The Hawaiian Islands hold about 20 times more breeding birds than the Japanese islands (Cousins and Cooper 1999) which is a likely explanation for such a difference of genetic diversity within each group. Also, a bottleneck can results in a decrease of genetic variability and population heterozygosity (Menotti-Raymond & O’ Brien 1993), with the resulting decreases related to the bottleneck's severity and duration (Nei, 1987). Black-footed albatross populations from both geographic groups suffered throughout their history periodical events of human exploitation (for feathers, oil and meat) and environmental-caused viability threats. Namely, numbers of Japanese (especially in Torishima) albatrosses declined and remained in extremely low numbers until the end of 1950’s (Hasegawa unpubl. in Cousins and Cooper 1999). It is therefore not surprising that Torishima birds display lower levels of genetic diversity.

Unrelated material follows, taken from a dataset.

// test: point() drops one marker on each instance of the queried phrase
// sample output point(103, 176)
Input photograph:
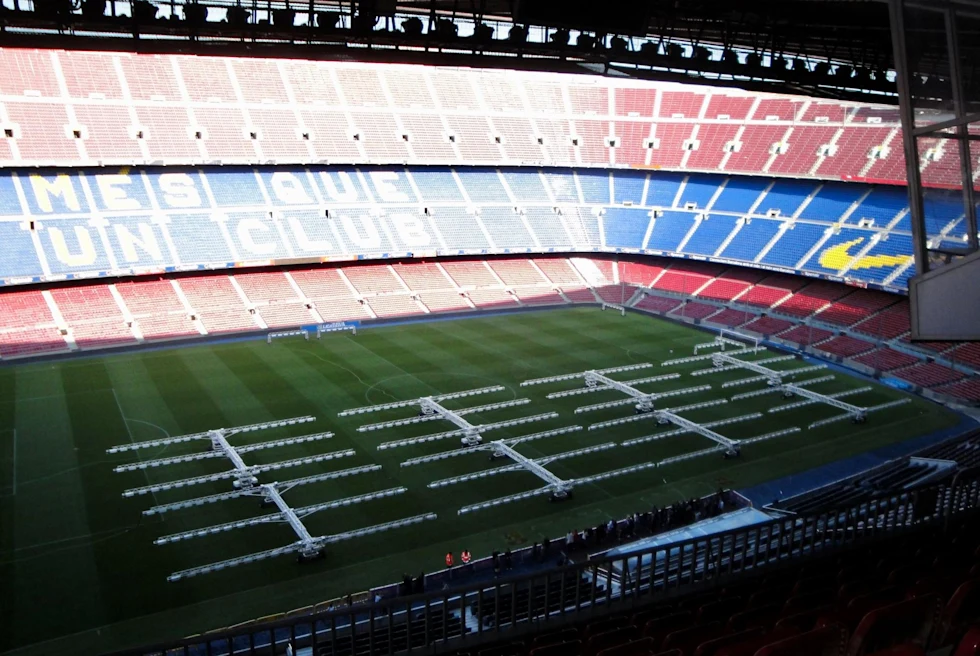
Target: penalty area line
point(129, 431)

In the future it will be important to sample not only more birds from these populations but more importantly other populations. With a thorough sampling protocol that would include the complete breeding range of this species, we should be able to describe more completely the genetic diversity within and among colonies of this species. Analyzing more mtDNA sequence and nuclear loci will help identify population-specific markers, but the frequency of these markers and the extent to which they aid in identifying source populations of bycatch albatrosses will ultimately depend on the extent of gene flow among colonies and regions. Sequence variation in the control region of mtDNA holds valuable information for the study of genetic population structure and migration of seabird species like the Black-footed albatross and therefore provides useful information for demographic models for seabird species.